After many years, a lifelong dream was fulfilled last weekend on the Trinity River in Northern California.
As a kid, I took float trips with my uncle Jim in the mountain rivers of West Virginia. We would spend all day floating for smallmouth bass. Maybe it only happened a few times, but the memories were among my best as a child. As soon as I got my driver’s license, West Virginia reemerged as a go-to for escaping to a place that in many ways seemed like “almost heaven.”
In those years, I concluded that a raft or boat that would allow float trips and such escape would be a life goal. In July I purchased an NRS raft and frame, and a few weeks ago, the trailer was finally ready. The only thing left was some instruction.
Justin Miller (of Kamchatka Steelhead Project fame) generously offered to show me the ropes, and last weekend, we floated and camped on the Trinity River for two days. I am still in awe of the fact that this dream has finally come into fruition.
In between rowing sessions, Justin and I swung for steelhead, and in one remarkable moment, I rowed up to a 300-or-so-pound black bear hanging out on a rock along the river. (Over my left shoulder in the picture above.)
Getting a raft is a game changer.
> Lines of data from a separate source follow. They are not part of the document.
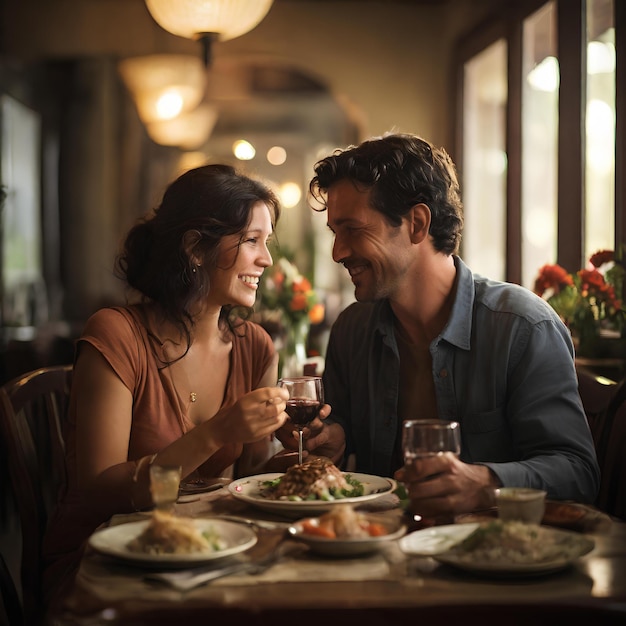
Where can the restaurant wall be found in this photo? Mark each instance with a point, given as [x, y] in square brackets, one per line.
[386, 63]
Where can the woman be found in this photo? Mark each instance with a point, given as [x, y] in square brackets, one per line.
[174, 379]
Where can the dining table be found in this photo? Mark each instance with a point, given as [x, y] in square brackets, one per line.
[298, 585]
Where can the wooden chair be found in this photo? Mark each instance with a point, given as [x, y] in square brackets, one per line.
[33, 408]
[610, 439]
[595, 393]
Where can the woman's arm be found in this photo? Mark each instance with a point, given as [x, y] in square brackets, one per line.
[255, 455]
[104, 408]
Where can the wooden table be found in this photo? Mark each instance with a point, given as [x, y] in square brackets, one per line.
[385, 588]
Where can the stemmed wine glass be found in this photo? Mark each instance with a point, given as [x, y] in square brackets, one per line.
[306, 397]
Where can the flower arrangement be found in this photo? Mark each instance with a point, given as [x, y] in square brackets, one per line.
[288, 305]
[286, 290]
[590, 301]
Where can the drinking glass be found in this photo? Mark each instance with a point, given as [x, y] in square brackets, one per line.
[306, 397]
[430, 437]
[164, 485]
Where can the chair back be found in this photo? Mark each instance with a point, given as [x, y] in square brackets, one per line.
[610, 439]
[33, 410]
[595, 393]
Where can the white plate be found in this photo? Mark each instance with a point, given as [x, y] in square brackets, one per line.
[437, 541]
[344, 546]
[113, 541]
[249, 490]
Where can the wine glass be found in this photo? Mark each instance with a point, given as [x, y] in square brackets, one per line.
[306, 397]
[164, 485]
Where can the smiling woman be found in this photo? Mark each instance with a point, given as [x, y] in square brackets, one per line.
[179, 377]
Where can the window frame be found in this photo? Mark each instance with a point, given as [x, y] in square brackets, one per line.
[508, 23]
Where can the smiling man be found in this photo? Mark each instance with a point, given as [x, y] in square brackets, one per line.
[427, 338]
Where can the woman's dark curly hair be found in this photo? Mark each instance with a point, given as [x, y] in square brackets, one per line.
[208, 202]
[401, 171]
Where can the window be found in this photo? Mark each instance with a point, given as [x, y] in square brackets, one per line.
[538, 156]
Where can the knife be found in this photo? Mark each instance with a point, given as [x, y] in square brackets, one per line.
[185, 580]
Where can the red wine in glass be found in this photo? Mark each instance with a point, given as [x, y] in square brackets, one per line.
[306, 397]
[302, 410]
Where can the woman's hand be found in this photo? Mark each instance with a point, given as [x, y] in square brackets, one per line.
[254, 416]
[320, 438]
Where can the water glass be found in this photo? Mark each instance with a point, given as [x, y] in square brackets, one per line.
[164, 485]
[429, 437]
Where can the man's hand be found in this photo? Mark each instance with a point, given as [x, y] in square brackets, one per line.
[443, 486]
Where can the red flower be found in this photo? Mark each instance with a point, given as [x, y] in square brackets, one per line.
[552, 277]
[302, 285]
[601, 257]
[298, 302]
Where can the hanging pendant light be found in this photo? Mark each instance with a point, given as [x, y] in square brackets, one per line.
[188, 131]
[207, 20]
[164, 85]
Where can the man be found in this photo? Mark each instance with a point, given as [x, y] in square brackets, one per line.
[427, 338]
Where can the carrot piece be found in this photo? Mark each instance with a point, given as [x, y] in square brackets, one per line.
[376, 530]
[321, 530]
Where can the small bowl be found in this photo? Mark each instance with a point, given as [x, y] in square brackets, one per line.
[348, 547]
[521, 504]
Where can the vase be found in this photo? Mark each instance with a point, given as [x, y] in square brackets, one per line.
[294, 351]
[600, 344]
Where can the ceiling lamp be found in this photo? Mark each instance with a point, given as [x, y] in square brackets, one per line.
[164, 85]
[207, 20]
[188, 131]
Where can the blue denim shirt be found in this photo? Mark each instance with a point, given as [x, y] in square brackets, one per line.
[503, 367]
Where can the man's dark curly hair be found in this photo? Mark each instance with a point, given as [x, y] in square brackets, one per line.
[401, 170]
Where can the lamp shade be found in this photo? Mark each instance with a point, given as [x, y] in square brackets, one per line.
[192, 19]
[164, 85]
[187, 131]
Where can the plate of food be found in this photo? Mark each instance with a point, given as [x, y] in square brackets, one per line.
[499, 548]
[343, 531]
[167, 540]
[311, 488]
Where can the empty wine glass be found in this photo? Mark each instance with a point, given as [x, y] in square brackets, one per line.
[306, 397]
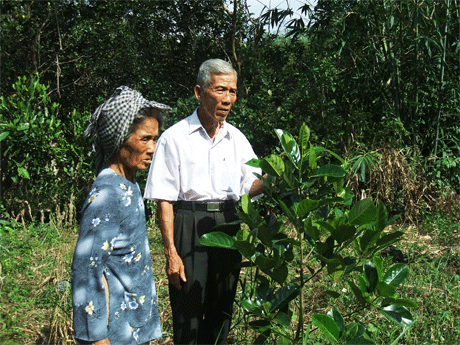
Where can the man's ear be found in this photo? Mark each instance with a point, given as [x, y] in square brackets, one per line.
[198, 90]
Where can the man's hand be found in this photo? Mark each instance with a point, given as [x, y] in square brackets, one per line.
[175, 271]
[174, 265]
Having lived in Colorado for nine years and now living in California, I’ve learned the hard way that access to rivers is a challenge in the Western United States. Colorado was tough. Accessible sections of rivers were often crowded. Uncrowded rivers were still difficult to navigate because of private land restrictions. Now everything is different. And while some states have restrictions for access that are still problematic, this raft will allow me to explore places I’d only dreamed of. It’s go time!